A Cold Rain and a Killin' Frost

A frost lay heavy on the ground here this morning. After a longer-than-normal season of blooming plants, short sleeves and green grass, a sudden cold snap arrived. My grandfather would call it a “killin’ frost.” It will likely bring an end to many of the weeds that we combat regularly; ice will clear a field as surely as fire.

Though the seasonal temperatures have begun to drop to the lower ranges, the American church has seen a period of spiritual “hard freezes.” Estimates vary, but the sobering statistics as a whole should not be ignored. 1 in 5 churches may close their doors permanently due to the hardships of COVID-19. 20-30% of those who stopped attending church during the pandemic might not return when in-person services become the norm again. Add to these stressors the heightened negativity and decreasing involvement of some members, and you have a volatile mix at best. Spiritual complacency is more dangerous than a physical virus.
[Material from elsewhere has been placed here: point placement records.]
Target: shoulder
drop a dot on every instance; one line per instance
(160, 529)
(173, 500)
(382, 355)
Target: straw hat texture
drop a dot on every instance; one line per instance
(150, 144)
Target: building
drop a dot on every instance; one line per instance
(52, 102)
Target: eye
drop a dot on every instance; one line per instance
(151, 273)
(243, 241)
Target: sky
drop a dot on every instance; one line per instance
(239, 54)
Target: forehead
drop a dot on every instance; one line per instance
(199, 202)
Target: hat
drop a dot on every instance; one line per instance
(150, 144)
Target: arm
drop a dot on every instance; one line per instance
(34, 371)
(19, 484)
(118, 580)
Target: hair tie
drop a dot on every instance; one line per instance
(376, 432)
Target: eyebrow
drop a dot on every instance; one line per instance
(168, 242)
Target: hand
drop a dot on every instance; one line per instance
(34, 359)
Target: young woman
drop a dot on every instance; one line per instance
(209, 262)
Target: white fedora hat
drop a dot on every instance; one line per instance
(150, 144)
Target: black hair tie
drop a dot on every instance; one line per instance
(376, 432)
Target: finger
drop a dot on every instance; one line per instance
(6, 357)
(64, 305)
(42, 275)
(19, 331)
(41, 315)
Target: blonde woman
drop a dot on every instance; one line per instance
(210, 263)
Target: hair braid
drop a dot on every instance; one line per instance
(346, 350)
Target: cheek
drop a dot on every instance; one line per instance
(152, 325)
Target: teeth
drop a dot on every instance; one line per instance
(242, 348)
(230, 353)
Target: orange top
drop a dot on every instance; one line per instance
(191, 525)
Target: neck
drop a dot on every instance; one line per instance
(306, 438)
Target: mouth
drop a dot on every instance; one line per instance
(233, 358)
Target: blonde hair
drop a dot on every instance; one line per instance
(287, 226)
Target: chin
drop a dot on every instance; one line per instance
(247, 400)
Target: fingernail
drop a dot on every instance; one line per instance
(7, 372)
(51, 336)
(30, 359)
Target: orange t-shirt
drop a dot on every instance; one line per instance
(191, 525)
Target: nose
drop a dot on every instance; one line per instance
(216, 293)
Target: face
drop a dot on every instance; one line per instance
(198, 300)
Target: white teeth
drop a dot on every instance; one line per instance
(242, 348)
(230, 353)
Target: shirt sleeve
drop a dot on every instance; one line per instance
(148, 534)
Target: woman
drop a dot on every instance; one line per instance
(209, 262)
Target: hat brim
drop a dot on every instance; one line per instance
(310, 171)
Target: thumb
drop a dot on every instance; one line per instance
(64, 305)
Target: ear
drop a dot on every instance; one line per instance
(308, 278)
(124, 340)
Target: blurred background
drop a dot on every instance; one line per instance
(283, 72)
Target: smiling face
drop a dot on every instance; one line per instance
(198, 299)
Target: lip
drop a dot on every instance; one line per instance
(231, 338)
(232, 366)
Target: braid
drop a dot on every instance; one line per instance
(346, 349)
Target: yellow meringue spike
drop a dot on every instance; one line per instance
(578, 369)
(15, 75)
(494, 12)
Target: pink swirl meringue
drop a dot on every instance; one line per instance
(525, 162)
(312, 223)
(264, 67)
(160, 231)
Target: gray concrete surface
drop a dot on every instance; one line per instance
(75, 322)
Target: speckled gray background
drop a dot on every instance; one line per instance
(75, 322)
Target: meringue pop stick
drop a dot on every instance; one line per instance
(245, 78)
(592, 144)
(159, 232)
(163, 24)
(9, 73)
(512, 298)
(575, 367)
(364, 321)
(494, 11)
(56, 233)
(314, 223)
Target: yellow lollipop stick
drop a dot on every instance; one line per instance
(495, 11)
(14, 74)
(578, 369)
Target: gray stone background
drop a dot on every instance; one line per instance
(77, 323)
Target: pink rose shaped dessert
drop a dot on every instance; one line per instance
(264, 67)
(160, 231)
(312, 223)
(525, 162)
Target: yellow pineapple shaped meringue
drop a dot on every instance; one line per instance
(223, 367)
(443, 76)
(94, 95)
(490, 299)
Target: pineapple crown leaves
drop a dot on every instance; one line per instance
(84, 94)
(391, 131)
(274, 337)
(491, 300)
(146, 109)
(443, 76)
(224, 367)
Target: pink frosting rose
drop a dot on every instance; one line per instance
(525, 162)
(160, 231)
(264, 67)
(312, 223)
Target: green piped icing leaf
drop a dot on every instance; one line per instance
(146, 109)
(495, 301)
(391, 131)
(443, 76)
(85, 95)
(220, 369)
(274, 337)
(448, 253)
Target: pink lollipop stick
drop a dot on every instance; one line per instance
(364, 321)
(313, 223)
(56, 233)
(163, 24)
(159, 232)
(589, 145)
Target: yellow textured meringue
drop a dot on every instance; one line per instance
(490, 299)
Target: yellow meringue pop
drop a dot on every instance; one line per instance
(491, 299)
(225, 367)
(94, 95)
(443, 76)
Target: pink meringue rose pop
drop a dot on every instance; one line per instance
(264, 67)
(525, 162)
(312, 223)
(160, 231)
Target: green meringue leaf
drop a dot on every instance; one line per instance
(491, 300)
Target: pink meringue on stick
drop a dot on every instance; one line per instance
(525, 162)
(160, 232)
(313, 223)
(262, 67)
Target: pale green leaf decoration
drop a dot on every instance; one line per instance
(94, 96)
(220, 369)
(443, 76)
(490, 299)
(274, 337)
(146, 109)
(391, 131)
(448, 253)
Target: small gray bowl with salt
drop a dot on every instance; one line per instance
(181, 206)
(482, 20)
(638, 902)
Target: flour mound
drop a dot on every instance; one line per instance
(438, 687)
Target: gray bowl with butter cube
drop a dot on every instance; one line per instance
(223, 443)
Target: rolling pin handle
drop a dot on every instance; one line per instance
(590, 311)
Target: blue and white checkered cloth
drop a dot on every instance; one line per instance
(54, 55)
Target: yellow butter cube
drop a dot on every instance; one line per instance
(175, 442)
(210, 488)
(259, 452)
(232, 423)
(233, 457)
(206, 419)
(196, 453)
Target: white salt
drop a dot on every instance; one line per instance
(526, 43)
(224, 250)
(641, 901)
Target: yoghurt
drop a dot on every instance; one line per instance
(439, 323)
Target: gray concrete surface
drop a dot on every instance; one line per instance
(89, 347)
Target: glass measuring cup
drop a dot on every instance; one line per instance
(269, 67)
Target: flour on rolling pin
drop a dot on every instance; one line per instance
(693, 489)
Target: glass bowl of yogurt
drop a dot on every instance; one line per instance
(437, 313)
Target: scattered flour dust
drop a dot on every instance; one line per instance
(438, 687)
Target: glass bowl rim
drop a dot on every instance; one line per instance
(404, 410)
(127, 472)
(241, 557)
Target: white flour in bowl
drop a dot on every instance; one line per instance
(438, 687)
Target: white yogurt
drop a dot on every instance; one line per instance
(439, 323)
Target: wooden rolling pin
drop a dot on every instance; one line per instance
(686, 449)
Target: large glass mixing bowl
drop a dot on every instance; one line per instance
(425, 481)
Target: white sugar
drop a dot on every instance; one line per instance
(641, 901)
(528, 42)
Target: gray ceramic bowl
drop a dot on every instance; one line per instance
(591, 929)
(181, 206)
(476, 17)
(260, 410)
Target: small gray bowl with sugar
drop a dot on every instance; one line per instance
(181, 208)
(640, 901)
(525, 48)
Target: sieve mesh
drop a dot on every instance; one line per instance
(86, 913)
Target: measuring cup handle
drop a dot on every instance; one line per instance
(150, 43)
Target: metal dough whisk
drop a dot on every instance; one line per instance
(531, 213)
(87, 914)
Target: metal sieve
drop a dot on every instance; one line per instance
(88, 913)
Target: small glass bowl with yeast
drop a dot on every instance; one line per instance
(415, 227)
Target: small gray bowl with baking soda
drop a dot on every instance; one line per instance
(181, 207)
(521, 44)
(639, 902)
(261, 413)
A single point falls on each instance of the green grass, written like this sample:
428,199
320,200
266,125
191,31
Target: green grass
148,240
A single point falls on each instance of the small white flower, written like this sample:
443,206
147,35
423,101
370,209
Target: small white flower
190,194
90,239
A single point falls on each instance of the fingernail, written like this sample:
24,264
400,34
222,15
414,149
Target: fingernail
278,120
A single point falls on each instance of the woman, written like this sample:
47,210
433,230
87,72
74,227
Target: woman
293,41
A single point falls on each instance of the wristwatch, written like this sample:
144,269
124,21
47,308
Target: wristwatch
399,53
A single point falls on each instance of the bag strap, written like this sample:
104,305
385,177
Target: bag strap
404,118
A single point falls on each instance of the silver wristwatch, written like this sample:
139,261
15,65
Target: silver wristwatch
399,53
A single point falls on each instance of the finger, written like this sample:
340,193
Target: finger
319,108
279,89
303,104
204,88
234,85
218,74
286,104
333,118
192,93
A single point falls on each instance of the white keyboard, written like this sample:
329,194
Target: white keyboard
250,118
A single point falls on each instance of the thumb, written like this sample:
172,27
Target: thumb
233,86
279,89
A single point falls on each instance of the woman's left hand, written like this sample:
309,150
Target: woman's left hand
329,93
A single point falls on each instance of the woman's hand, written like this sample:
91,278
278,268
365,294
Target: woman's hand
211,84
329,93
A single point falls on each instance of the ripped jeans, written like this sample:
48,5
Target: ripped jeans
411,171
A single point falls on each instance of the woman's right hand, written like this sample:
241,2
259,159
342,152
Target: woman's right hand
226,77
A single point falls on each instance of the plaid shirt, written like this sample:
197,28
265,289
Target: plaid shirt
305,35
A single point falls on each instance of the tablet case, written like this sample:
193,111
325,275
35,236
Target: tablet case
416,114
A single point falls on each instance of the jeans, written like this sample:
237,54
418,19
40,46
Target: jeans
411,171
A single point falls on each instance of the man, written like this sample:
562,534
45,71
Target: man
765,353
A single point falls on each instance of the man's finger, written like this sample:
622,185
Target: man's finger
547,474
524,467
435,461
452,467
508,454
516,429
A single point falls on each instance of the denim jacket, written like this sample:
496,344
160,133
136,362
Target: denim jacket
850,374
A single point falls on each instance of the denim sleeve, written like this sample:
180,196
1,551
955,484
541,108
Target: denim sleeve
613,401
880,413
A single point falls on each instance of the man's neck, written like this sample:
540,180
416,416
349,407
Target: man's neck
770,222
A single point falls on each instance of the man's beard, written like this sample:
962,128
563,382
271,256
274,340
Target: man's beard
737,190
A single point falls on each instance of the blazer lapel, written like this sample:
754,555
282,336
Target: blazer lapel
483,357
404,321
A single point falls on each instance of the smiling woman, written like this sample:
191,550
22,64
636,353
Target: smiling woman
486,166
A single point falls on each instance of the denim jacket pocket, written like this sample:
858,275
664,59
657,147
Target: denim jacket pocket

I thought about these realities this past Sunday. We began meeting again in person after a long period of online-only services, then decided to return to virtual services for a short time due to an outbreak in our local community. Sunday was our first service back as a church family in a couple of weeks. The number of people in attendance on Sunday morning was around the anticipated amount, and many familiar faces were present.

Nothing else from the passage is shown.